Я никуда не пошел, просто сидел в траве и смотрел.

Наконец, один из всадников уложил вдоль тела безвольно откинутую руку Айлора, запахнул шкуру в последний раз и взял мальчика на руки. Он сел на спину самому крупному из волков и устроил Лори перед собой, прижимая к груди. На спину второго зверя взобралась предводительница.

Я так старался в последний раз разглядеть лицо Лори, чтобы убедиться, что он жив, чтобы проститься и запомнить, что не заметил третьего сита, который подошел ко мне сбоку и обнажил меч.

И все кончилось

 

 

17.

 

Боль — теперь моя жизнь. Жгучая боль стучит в голове и течет, заливая свинцом ноги и руки. Боль в теле и пустота в душе.

Вдали кричит кукушка. Считает чьи-то годы? Я слушаю, но слышу иное.

— …это я, Дрю! Тебя ведет магия сита! — молит раненый друг.



Но я не могу остановиться — клинок падает, сокрушая беззащитное тело, огонь брызжет мне на руки, на грудь, слепит глаза.

И вдруг оказывается, что отец мой мертв, замок разграблен, а сам я в глухом лесу. Трава кругом бурая от крови. Склоняюсь над телом Айлора, беру его за руку: жив ли? Мальчик бледен как покойник, а грудь его разрублена. Голос слаб, слов почти не разобрать:

— Спой, Хейли Мейз, дай услышать тебя…

Надо петь, но дыхания нет… смотрю в рану — багрово-черный ком бьется, трепещет между изломами ребер. Сердце. Оно сжалось, выталкивая в траву алую волну: раз, второй… и затихло.

«Лори, нет! Не уходи!» — хочу крикнуть я.

А кукушка все считает, считает… Или это плач о потерянном доме? И о том, как небо рушится вниз, давит, расплющивает, размазывает по тонким лесным травинкам…

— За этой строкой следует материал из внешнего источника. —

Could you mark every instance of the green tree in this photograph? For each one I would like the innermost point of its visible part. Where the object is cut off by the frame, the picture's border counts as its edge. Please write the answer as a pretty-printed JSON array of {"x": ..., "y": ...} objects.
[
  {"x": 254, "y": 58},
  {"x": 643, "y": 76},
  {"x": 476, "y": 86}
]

Не вижу — чую: их трое, великих ситов Пущи: стоят напротив, смотрят.

И я все вспоминаю — бой, страх, плен… Открываю глаза, рывком — сажусь.

 

 

Навалившаяся вселенская тяжесть вдавила в землю, изломала тело. Я вновь оглох, ослеп, кровь потекла из носа и кажется, из ушей, но сквозь боль и страх я все-таки сумел встать и поднять взгляд на своих мучителей.

Первый, снежно-белый и косматый, был стар. Не тело, сухое и жилистое, не рваные поседевшие уши, не морщины на бескровном лице выдавали старость сита — глаза. Бледно-травяные, сухие и равнодушные, как камень. Взгляд их и давил, как камень, как сотня, тысяча… как все камни мира, упавшие на мои плечи и голову. Я был песчинкой перед скалой, тонким колоском перед вековым дубом, но не хотел, не мог признать этого.

— Я — Эа, владыка Леса, как ты, ничтожный, смеешь стоять предо мной? — не услышал, скорее почувствовал я. — На колени!

Приказ прокатился громовым раскатом, в воздухе остро пахнуло грозой и ужасом. Но я не пошевелился, только крепче сжал зубы — я уже ничего не боялся. Король ситов чуть заметно усмехнулся, и боль отступила. Вторая, та самая всадница с болот, все еще в мокрой шкуре, и с черепом на голове, сказала что-то одобрительно-ласковое, что-то, внушающее надежду. И я почти поверил, но, натолкнувшись на лед ее взгляда, отвел глаза.